Depuis le début des débats, tous les amendements allant dans le sens de la répression sont adoptés. Ceux adoucissant le projet sont rejetés. Au mépris, parfois, du bon sens le plus élémentaire.
Mesure inapplicable
Rapporteur, le député Franck Riester a ainsi réussi à faire voter un amendement prévoyant la labellisation par l'Hadopi des sites mettant des contenus légaux en ligne. Une mesure à l'évidence inapplicable. En effet, les sites « légaux » englobent les sites marchands, mais aussi les milliers de sites non commerciaux des artistes qui mettent leurs oeuvres, gratuitement, à la disposition du public ! Comme l'a fait remarquer le député Christian Paul, l'ensemble évoluant en permanence, il faudrait labelliser ou « délabelliser » des centaines de sites par jour. Or, l'Hadopi se composerait (ou plutôt se composera !) de sept salariés seulement, qui n'auront pas trop de leur quatorze mains pour envoyer des messages de coupures aux supposés « pirates ». Toujours selon nos collègues de « PC INpact », ils ne pourront guère consacrer plus de 25 secondes à chaque dossier. À moins que l'Hadopi ne devienne un des plus grands employeurs de la fonction publique ?
Une loi favorable aux artistes, vraiment ?
Le déroulement des séances de discussion montre bien que le gouvernement sait où il va et que la route est toute tracée. Des parlementaires ont proposé de créer une « contribution de financement de la création », autre appellation de la licence globale que défend l'UFC-Que Choisir. D'une seule voix, la ministre de la Culture Christine Albanel et le rapporteur du projet de loi Franck Riester s'y sont déclarés défavorables. Parmi les motifs avancés, le mécanisme pourrait poser des problèmes au moment de la redistribution des revenus aux artistes. Une préoccupation louable, mais qui a totalement disparu pendant l'examen d'un autre amendement. Potentiellement gênant pour les majors du disque, il visait à constituer des statistiques de diffusion des oeuvres détaillées, pour une meilleure répartition des rémunérations.
Un autre amendement prévoyait d'accorder aux artistes une part des revenus issus de la publicité des sites qui diffusent leurs oeuvres. Rejeté. Un autre encore prévoyait d'étendre le mécanisme de rémunération mis en place pour les radios aux sites de diffusion de musique en ligne (ou « streaming », du type Deezer.com), certes favorable à ces derniers, mais aussi aux artistes, car plus rémunérateurs que les accords actuels ou que la vente de CD. Rejeté. Ces sites de streaming, il est vrai, ont le tort d'être indépendants des majors. Globalement, tous les amendements favorables aux auteurs (lancement d'un fonds en faveur de la création musicale, affichage de la part reversée aux auteurs sur le prix de vente des biens culturels, etc.) sont passés à la trappe.

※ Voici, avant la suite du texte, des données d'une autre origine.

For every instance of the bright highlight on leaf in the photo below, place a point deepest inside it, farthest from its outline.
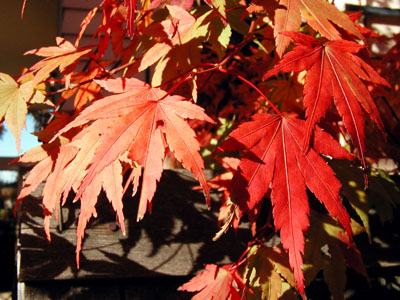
(275, 162)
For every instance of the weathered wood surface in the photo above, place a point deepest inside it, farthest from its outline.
(175, 240)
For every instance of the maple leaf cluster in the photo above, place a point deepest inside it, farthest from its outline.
(245, 88)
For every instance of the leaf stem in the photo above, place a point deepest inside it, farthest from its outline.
(257, 90)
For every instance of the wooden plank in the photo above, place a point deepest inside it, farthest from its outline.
(176, 240)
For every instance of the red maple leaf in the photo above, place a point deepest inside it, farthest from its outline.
(141, 123)
(333, 72)
(135, 127)
(131, 16)
(214, 284)
(319, 14)
(275, 162)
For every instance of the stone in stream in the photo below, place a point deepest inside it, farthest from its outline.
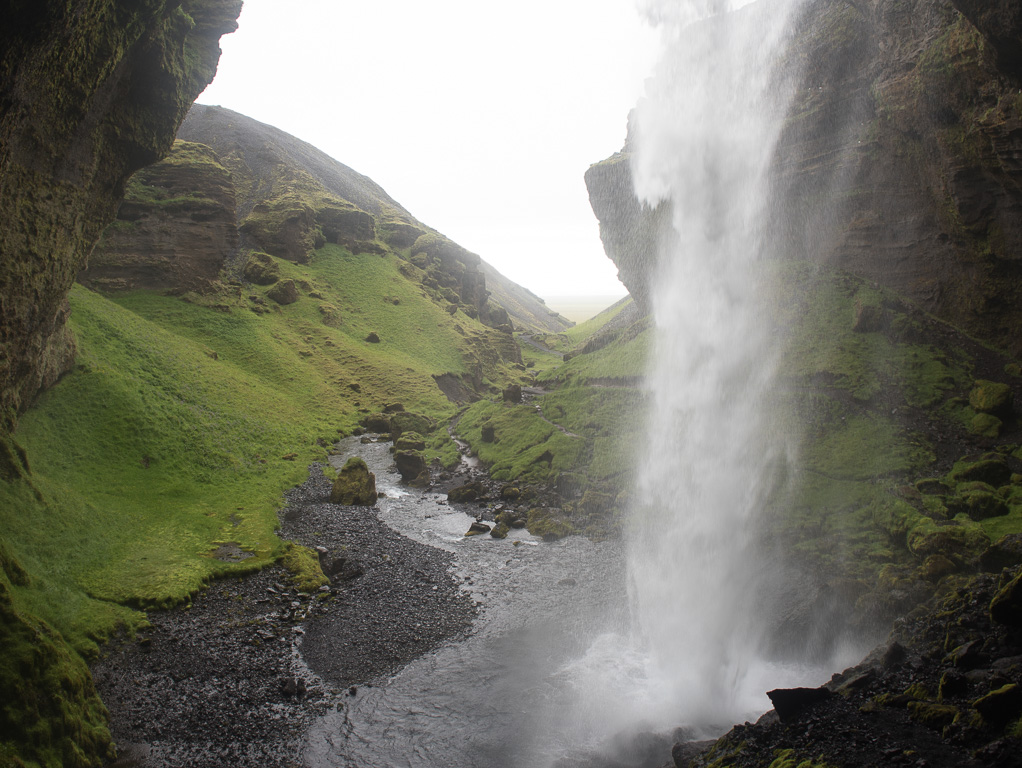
(355, 485)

Reconnaissons tout de même au rapporteur le mérite de la franchise. Franck Riester l'a souligné, « ce projet de loi ne vise pas à remettre à plat toutes les répartitions des revenus entre les ayants droit, mais à développer les revenus globaux de l'offre légale ». Revenus qui, dans le schéma actuel, profitent en majorité aux maisons de disque. CQFD.